Because of its architecture, its history and its spectacular natural setting, it is also an invaluable asset with the potential to catalyze tourism development in the region.

Karekin II said the launch of the link was an important step in restoring access to "a centuries-old holy shrine which was a place of pilgrimage from apostolic times."

"Through its beauty and stunning construction the monastery at Tatev is among the exceptional creations of Armenian architecture which for centuries has been a vibrant center of Armenian spiritual life, science and culture," the Catholicos said.

The reversible cable car line cost 18 million dollars (13 million euros) with much of the funding coming from private donations, according to the National Competitiveness Foundation of Armenia, which oversaw the project through its Tatev Revival Project.

It runs from the village of Halidzor near a highway connecting the Armenian capital Yerevan to the village of Tatev, within walking distance of the monastery.

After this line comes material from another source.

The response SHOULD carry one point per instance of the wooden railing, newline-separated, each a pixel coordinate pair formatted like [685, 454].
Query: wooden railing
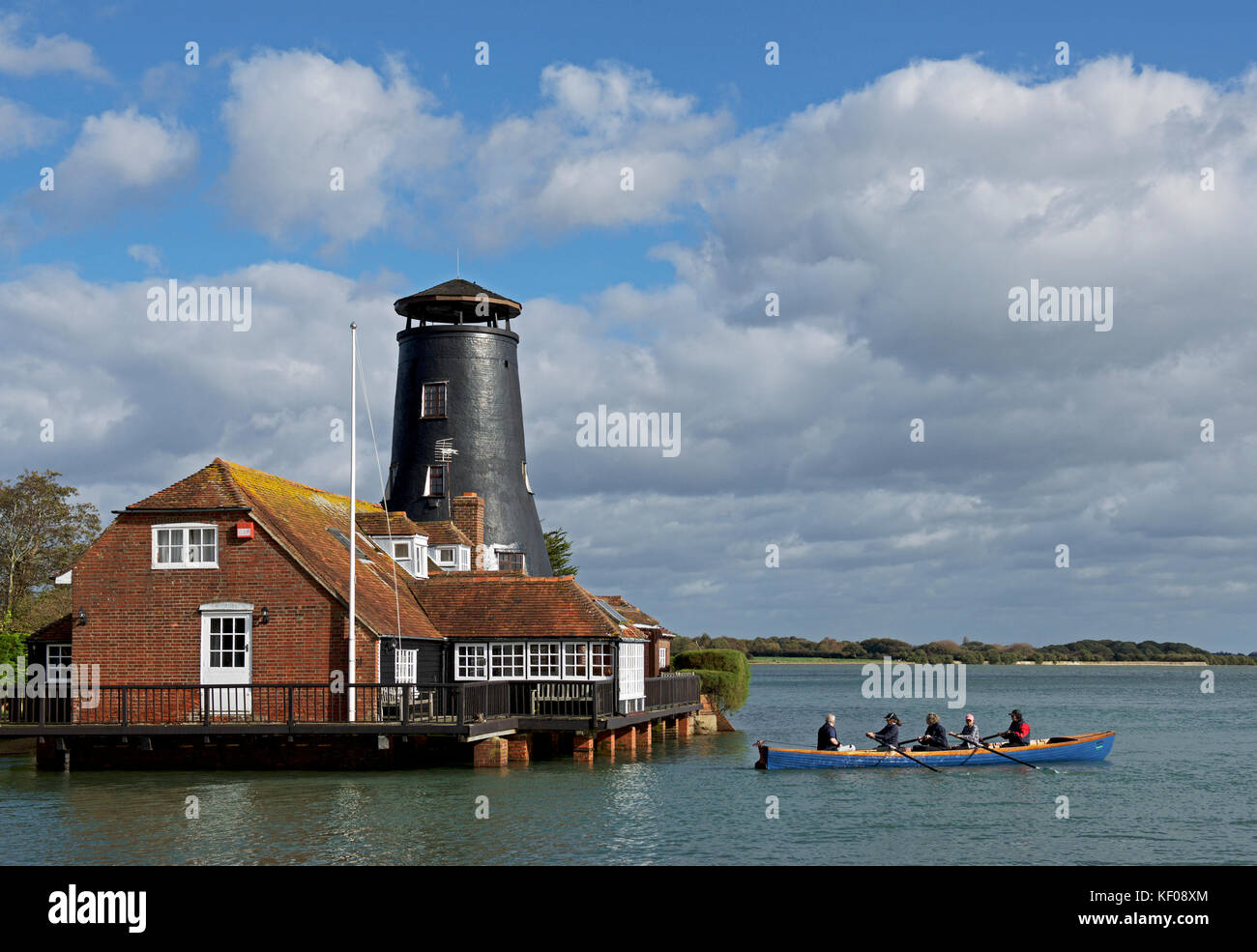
[451, 704]
[673, 691]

The cable car travels at a speed of 37 kilometers per hour (23 miles per hour) and a one-way journey takes 11 minutes. At its highest point over the gorge, the car travels 320 meters (1,056 feet) above ground level.
It has two cabins, each capable of carrying up to 25 passengers. Local residents will be able to ride the cable car for free while others will have to pay 3,000 Armenian drams (eight dollars/six euros.)

An ex-Soviet republic bordering Turkey, Iran, Azerbaijan and Georgia, Armenia is keen to develop its tourism industry, showcasing its history as the first country to have adopted Christianity.

Residents said they hoped the new link would help restore the economy of the local area, which like much of rural Armenia has suffered from deep poverty and an exodus of young people looking elsewhere for work.

"I hope the opening of this cable car will help revive tourism so that there are new hotels and new jobs and so that the young people who have been leaving for Russia or other countries will instead stay home and work here," said Armais Minosian, an 80-year-old local villager.

The cable car is part of a 50-million-dollar (36-million-euro) public-private effort to develop tourism at Tatev and in the surrounding region, one of the traditional 15 provinces of the ancient Kingdom of Armenia.

The Tatev Revival Project will leverage the monastic and touristic significance of the complex to develop the region into an attractive destination nestled in a prospering local community.

The project consists of several components: conserving the monastery, reviving its monastic and scholarly traditions, and developing tourism in the adjacent river gorge and six local communities.

The project has also seen the government renovate 26 kilometers (16 miles) of the highway from Yerevan to Tatev and the restoration of parts of the monastery complex.

The Sandia Peak cable car in the US state of New Mexico, which runs 4.3 kilometers (2.7 miles), had previously billed itself as the world's longest cable car line.